“Moiraine has said it's safe? Egwene?”
“Moiraine Sedai has never told me I could not visit Master Fain,” she said carefully.
He stared at her, then burst out, “You never asked her. She doesn't know. Egwene, that's stupid. Padan Fain's a Darkfriend, and as bad as ever a Darkfriend was.”
“He is locked in a cage,” she said stiffly, “and I do not have to ask Moiraine's permission for everything I do. It is a little late for you to start worrying about doing what an Aes Sedai thinks, isn't it? Now, are you coming?”
“I can find the dungeon without you. They are looking for me, or will be, and it won't do you any good to be found with me.”
“Without me,” she said dryly, “you'll likely trip over your own feet and fall in the Amyrlin Seat's lap, then confess everything while trying to talk your way out of it.”
“Blood and ashes, you ought to be in the Women's Circle back home. If men were all as fumblefooted and helpless as you seem to think, we'd never — ”
“Are you going to stand here talking until they do find you? Pick up your things, Rand, and come with me.” Not waiting for an answer, she spun around and started off down the hall. Muttering under his breath, he reluctantly obeyed.
There were few people — servants, mainly — in the back ways they took, but Rand had the feeling that they all took special notice of him. Not notice of a man burdened for a journey, but of him, Rand al'Thor in particular. He knew it was his imagination — he hoped it was — but even so, he felt no relief when they stopped in a passageway deep beneath the keep, before a tall door with a small iron grill set in it, as thickly strapped with iron as any in the outer wall. A clapper hung below the grill.
Through the grill Rand could see bare walls, and two topknotted soldiers sitting bareheaded at a table with a lamp on it. One of the men was sharpening a dagger with long, slow strokes of a stone. His strokes never faltered when Egwene rapped with the clapper, a sharp clang of iron on iron. The other man, his face flat and sullen, looked at the door as if considering before he finally rose and came over. He was squat and stocky, barely tall enough to look through the crosshatched bars.
“What do you want? Oh, it's you again, girl. Come to see your Darkfriend? Who's that?” He made no move to open the door.
“He's a friend of mine, Changu. He wants to see Master Fain, too.”
The man studied Rand, his upper lip quivering back to bare teeth. Rand did not think it was supposed to be a smile. “Well,” Changu said finally. “Well. Tall, aren't you? Tall. And fancy dressed for your kind. Somebody catch you young in the Eastern Marches and tame you?” He slammed back the bolts and yanked open the door. “Well, come in if you're coming.” He took on a mocking tone. “Take care not to bump your head, my Lord.”
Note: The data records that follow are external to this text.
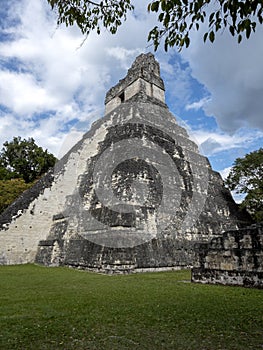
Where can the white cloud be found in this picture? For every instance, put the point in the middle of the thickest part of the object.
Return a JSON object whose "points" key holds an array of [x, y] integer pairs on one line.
{"points": [[233, 75], [198, 104], [48, 79], [211, 143]]}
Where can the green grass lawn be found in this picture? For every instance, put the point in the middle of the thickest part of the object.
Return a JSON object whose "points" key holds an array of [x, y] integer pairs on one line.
{"points": [[61, 308]]}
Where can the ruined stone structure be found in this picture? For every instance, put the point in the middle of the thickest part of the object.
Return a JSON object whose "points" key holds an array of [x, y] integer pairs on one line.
{"points": [[234, 258], [134, 194]]}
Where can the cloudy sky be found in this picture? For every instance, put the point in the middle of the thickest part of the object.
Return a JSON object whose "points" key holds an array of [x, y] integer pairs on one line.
{"points": [[53, 84]]}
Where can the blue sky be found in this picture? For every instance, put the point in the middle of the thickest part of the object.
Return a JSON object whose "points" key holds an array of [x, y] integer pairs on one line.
{"points": [[52, 81]]}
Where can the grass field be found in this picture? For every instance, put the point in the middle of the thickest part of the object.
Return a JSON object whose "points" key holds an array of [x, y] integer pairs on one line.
{"points": [[60, 308]]}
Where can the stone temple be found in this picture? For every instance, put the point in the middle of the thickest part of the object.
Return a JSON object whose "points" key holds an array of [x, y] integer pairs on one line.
{"points": [[134, 194]]}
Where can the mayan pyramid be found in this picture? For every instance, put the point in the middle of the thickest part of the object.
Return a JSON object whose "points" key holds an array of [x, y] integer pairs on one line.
{"points": [[134, 194]]}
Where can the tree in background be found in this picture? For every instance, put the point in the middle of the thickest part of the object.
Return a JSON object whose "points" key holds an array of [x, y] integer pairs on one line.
{"points": [[10, 190], [24, 159], [246, 176], [22, 162], [177, 18]]}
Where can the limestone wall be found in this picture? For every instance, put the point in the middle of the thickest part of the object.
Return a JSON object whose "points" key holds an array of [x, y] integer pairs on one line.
{"points": [[235, 258]]}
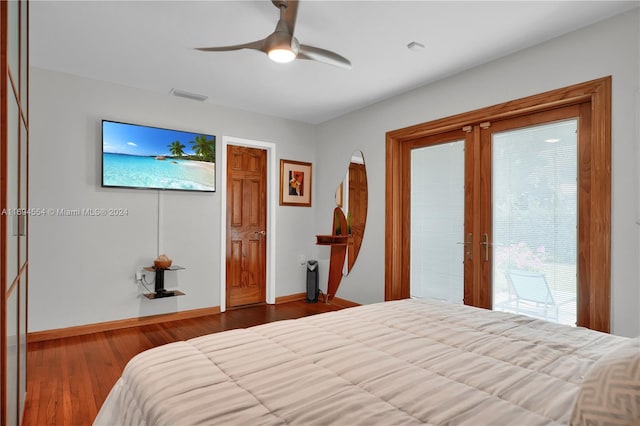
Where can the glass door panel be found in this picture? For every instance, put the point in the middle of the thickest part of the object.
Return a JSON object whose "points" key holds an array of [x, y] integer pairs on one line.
{"points": [[437, 221], [534, 220]]}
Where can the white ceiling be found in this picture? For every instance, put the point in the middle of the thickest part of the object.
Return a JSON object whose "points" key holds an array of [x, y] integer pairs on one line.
{"points": [[149, 45]]}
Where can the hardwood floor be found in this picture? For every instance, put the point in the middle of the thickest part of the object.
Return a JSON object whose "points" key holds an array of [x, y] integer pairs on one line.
{"points": [[68, 379]]}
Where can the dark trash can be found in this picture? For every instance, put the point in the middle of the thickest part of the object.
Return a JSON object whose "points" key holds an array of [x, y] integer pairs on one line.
{"points": [[312, 281]]}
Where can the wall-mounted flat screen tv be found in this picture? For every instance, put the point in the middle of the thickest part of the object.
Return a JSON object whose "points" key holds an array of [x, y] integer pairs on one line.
{"points": [[136, 156]]}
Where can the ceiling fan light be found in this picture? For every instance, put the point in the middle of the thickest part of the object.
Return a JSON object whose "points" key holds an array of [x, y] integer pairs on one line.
{"points": [[282, 55]]}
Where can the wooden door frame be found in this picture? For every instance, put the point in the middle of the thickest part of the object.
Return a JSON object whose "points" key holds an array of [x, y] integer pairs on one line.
{"points": [[597, 235], [272, 202]]}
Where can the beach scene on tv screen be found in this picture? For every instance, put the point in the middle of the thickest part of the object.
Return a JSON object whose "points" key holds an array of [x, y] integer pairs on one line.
{"points": [[150, 157]]}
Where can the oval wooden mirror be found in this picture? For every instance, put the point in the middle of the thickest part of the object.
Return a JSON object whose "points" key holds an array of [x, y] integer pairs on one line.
{"points": [[352, 197]]}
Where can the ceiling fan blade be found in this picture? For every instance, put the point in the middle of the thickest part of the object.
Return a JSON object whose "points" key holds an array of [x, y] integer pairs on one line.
{"points": [[324, 56], [290, 14], [256, 45]]}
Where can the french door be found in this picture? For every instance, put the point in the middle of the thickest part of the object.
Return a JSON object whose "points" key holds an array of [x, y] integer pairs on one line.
{"points": [[510, 213]]}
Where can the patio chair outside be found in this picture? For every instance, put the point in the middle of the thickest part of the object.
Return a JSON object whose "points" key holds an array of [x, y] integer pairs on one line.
{"points": [[530, 294]]}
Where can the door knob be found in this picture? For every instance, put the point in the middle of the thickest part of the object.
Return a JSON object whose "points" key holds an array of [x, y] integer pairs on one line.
{"points": [[468, 246]]}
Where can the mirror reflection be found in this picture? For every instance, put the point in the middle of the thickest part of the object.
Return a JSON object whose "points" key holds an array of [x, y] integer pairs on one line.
{"points": [[352, 197]]}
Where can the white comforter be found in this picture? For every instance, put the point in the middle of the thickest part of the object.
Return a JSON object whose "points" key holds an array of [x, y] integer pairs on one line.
{"points": [[401, 362]]}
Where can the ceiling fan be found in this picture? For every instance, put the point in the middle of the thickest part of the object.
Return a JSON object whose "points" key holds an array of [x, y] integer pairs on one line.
{"points": [[282, 46]]}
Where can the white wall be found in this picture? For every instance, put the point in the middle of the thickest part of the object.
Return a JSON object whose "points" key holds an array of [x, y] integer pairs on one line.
{"points": [[82, 269], [608, 48]]}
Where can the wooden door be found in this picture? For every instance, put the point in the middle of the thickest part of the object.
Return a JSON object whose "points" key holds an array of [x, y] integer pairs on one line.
{"points": [[246, 226]]}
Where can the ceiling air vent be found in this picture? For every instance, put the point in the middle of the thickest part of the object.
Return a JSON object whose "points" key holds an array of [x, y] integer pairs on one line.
{"points": [[188, 95]]}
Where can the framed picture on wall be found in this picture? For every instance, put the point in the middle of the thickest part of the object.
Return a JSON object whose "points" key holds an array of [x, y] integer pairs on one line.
{"points": [[295, 183]]}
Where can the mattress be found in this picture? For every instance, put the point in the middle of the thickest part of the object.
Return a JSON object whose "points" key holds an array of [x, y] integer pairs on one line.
{"points": [[393, 363]]}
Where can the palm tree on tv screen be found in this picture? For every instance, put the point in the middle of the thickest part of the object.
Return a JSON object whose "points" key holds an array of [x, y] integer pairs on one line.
{"points": [[177, 148], [205, 148]]}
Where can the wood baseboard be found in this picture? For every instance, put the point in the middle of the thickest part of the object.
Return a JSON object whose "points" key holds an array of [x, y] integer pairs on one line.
{"points": [[291, 298], [343, 303], [59, 333], [40, 336]]}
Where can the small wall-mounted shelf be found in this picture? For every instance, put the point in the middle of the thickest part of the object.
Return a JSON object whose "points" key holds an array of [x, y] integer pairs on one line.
{"points": [[160, 291], [330, 240], [338, 243]]}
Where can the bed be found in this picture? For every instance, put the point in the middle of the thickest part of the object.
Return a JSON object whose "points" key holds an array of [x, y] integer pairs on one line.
{"points": [[393, 363]]}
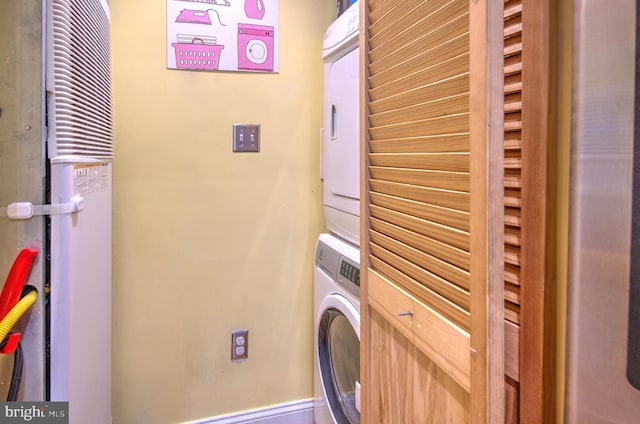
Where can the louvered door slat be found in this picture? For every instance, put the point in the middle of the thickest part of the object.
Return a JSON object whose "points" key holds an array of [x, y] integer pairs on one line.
{"points": [[416, 67], [439, 179], [454, 237], [420, 89], [455, 219], [438, 249], [441, 199], [457, 143]]}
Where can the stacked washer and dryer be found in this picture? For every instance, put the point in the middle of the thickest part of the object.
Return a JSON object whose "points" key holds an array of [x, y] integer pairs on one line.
{"points": [[337, 262]]}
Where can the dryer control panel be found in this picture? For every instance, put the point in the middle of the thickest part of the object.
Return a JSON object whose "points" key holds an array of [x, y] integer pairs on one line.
{"points": [[343, 270]]}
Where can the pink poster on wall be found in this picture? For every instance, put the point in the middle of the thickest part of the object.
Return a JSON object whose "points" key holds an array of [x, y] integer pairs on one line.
{"points": [[223, 35]]}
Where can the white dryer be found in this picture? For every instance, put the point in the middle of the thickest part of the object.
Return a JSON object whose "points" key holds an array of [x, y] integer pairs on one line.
{"points": [[337, 332], [341, 139]]}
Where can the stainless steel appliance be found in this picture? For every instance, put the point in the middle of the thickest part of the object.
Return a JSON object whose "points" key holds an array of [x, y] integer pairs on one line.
{"points": [[603, 322]]}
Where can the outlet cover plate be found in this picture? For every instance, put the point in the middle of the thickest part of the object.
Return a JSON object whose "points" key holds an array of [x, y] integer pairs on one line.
{"points": [[246, 137], [239, 345]]}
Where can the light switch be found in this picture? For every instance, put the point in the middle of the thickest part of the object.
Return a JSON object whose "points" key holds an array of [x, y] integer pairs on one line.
{"points": [[246, 137]]}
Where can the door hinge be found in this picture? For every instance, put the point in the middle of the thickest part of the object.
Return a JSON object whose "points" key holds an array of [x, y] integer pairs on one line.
{"points": [[27, 210]]}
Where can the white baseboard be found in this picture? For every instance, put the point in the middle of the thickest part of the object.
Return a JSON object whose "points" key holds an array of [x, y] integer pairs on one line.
{"points": [[296, 412]]}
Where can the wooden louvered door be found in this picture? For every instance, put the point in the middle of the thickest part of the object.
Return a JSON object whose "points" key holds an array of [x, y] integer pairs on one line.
{"points": [[512, 202], [529, 234], [433, 226]]}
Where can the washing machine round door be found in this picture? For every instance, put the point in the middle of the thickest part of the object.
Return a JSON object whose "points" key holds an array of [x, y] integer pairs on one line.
{"points": [[257, 51], [339, 358]]}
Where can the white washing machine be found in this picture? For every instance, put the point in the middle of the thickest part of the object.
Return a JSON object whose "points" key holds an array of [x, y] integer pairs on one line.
{"points": [[341, 136], [337, 332]]}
There was no danger of that; the door was tall enough for Loial. Rand followed Egwene in, frowning and wondering if this Changu meant to make some sort of trouble. He was the first rude Shienaran Rand had met; even Masema was only cold, not really rude. But the fellow just banged the door shut and rammed the heavy bolts home, then went to some shelves beyond the end of the table and took one of the lamps there. The other man never ceased stropping his knife, never even looked up from it. The room was bare except for the table and benches and shelves, with straw on the floor and another ironbound door leading deeper in.
“You'll want some light, won't you,” Changu said, “in there in the dark with your Darkfriend friend.” He laughed, coarse and humorless, and lit the lamp. “He's waiting for you.” He thrust the lamp at Egwene, and undid the inner door almost eagerly. “Waiting for you. In there, in the dark.”
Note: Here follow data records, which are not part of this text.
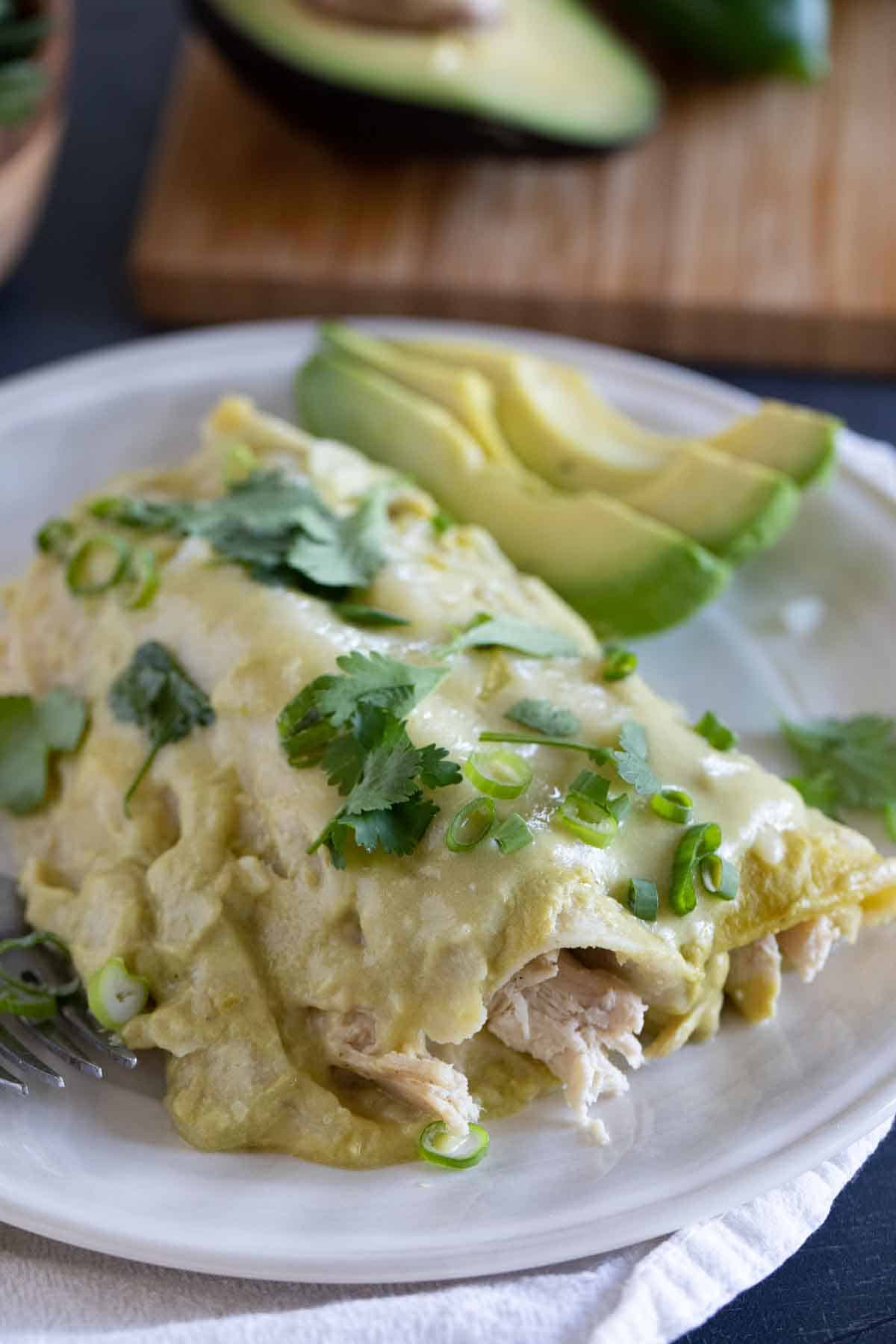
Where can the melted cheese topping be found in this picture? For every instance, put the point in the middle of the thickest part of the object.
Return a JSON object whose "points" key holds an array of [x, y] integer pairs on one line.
{"points": [[208, 890]]}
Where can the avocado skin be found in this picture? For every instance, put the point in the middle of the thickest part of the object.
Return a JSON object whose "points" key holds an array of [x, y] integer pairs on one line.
{"points": [[679, 579], [373, 127]]}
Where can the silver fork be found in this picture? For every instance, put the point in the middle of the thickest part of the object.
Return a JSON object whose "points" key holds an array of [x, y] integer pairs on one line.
{"points": [[66, 1035]]}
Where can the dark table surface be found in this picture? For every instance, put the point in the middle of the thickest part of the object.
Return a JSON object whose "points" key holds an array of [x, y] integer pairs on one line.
{"points": [[72, 295]]}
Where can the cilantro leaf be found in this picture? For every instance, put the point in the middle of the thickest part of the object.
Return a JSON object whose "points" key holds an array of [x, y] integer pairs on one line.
{"points": [[396, 830], [847, 762], [375, 680], [30, 732], [435, 771], [508, 632], [281, 531], [155, 692], [551, 719], [632, 761]]}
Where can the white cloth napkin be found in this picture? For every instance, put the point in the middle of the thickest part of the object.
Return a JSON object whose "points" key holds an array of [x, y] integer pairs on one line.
{"points": [[652, 1293]]}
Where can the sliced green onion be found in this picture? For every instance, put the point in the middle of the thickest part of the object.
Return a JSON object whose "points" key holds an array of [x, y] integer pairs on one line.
{"points": [[644, 900], [591, 785], [80, 564], [620, 806], [55, 537], [114, 996], [501, 774], [588, 820], [719, 877], [716, 732], [618, 663], [695, 844], [512, 833], [470, 826], [240, 463], [437, 1145], [356, 613], [598, 754], [673, 806], [889, 820], [143, 579]]}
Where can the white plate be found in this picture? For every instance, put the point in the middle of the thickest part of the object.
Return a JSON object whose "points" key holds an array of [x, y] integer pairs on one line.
{"points": [[101, 1167]]}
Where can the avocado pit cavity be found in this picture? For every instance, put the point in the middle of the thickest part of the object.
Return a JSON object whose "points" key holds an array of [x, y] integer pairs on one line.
{"points": [[414, 13]]}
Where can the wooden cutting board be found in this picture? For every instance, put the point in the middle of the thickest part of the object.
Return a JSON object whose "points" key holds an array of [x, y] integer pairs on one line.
{"points": [[758, 223]]}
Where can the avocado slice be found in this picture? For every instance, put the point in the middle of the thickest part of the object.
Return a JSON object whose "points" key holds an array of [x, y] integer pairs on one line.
{"points": [[795, 440], [547, 75], [622, 571], [561, 429], [462, 391]]}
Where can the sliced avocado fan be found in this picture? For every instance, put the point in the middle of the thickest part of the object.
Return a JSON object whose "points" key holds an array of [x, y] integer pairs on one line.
{"points": [[622, 571], [543, 75], [561, 429]]}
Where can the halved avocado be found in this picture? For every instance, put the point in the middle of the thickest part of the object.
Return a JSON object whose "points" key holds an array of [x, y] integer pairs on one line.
{"points": [[561, 429], [621, 570], [548, 75]]}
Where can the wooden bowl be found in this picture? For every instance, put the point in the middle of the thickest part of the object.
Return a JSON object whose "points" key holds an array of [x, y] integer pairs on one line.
{"points": [[28, 154]]}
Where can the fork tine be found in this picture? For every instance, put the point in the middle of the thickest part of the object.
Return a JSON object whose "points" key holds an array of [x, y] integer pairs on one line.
{"points": [[13, 1053], [47, 1034], [11, 1083], [97, 1038]]}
Rand paused uneasily at the blackness beyond, and Changu grinning behind, but Egwene caught his sleeve and pulled him in. The door slammed, almost catching his heel; the latch bars clanged shut. There was only the light of the lamp, a small pool around them in the darkness.
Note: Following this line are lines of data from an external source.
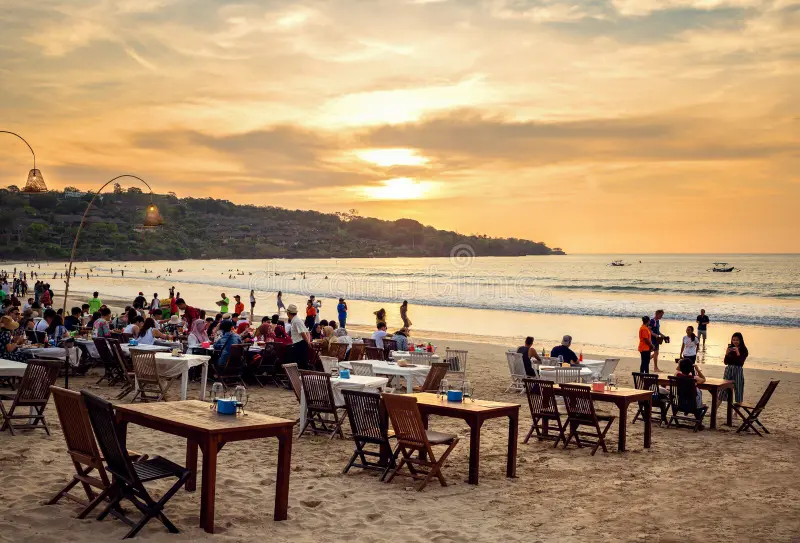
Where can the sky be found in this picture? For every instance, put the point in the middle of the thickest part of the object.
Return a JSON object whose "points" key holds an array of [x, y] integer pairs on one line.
{"points": [[606, 126]]}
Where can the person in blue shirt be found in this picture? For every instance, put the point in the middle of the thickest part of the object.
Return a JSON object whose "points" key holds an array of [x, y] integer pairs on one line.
{"points": [[342, 310], [223, 344]]}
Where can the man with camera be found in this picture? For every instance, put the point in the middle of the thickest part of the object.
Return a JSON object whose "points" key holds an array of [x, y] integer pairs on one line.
{"points": [[657, 337]]}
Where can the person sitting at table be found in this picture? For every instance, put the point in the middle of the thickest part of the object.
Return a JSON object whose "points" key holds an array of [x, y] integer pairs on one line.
{"points": [[528, 351], [9, 346], [225, 341], [148, 332], [563, 351]]}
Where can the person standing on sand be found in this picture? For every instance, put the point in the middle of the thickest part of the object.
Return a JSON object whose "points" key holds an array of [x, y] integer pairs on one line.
{"points": [[702, 326], [404, 314], [645, 344]]}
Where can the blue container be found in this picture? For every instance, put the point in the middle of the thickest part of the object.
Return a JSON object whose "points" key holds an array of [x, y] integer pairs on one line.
{"points": [[454, 396], [226, 407]]}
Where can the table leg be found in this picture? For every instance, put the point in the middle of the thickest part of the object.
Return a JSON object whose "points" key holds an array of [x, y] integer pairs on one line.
{"points": [[203, 381], [714, 407], [511, 462], [209, 484], [623, 426], [284, 469], [474, 450], [191, 464]]}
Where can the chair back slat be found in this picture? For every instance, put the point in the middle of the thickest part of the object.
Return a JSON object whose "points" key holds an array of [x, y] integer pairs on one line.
{"points": [[362, 368], [406, 420], [368, 418], [434, 378], [39, 376]]}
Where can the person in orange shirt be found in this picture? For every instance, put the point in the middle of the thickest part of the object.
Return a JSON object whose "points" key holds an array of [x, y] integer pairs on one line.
{"points": [[645, 345], [239, 307]]}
“Are you sure he'll let us out?” he asked. The man had never even looked at his sword or bow, he realized, never asked what was in his bundles. “They aren't very good guards. We could be here to break Fain free for all he knows.”
“They know me better than that,” she said, but she sounded troubled, and she added, “They seem worse every time I come. All the guards do. Meaner, and more sullen. Changu told jokes the first time I came, and Nidao never even speaks anymore. But I suppose working in a place like this can't give a man a light heart. Maybe it is just me. This place does not do my heart any good, either.” Despite her words, she drew him confidently into the black. He kept his free hand on his sword.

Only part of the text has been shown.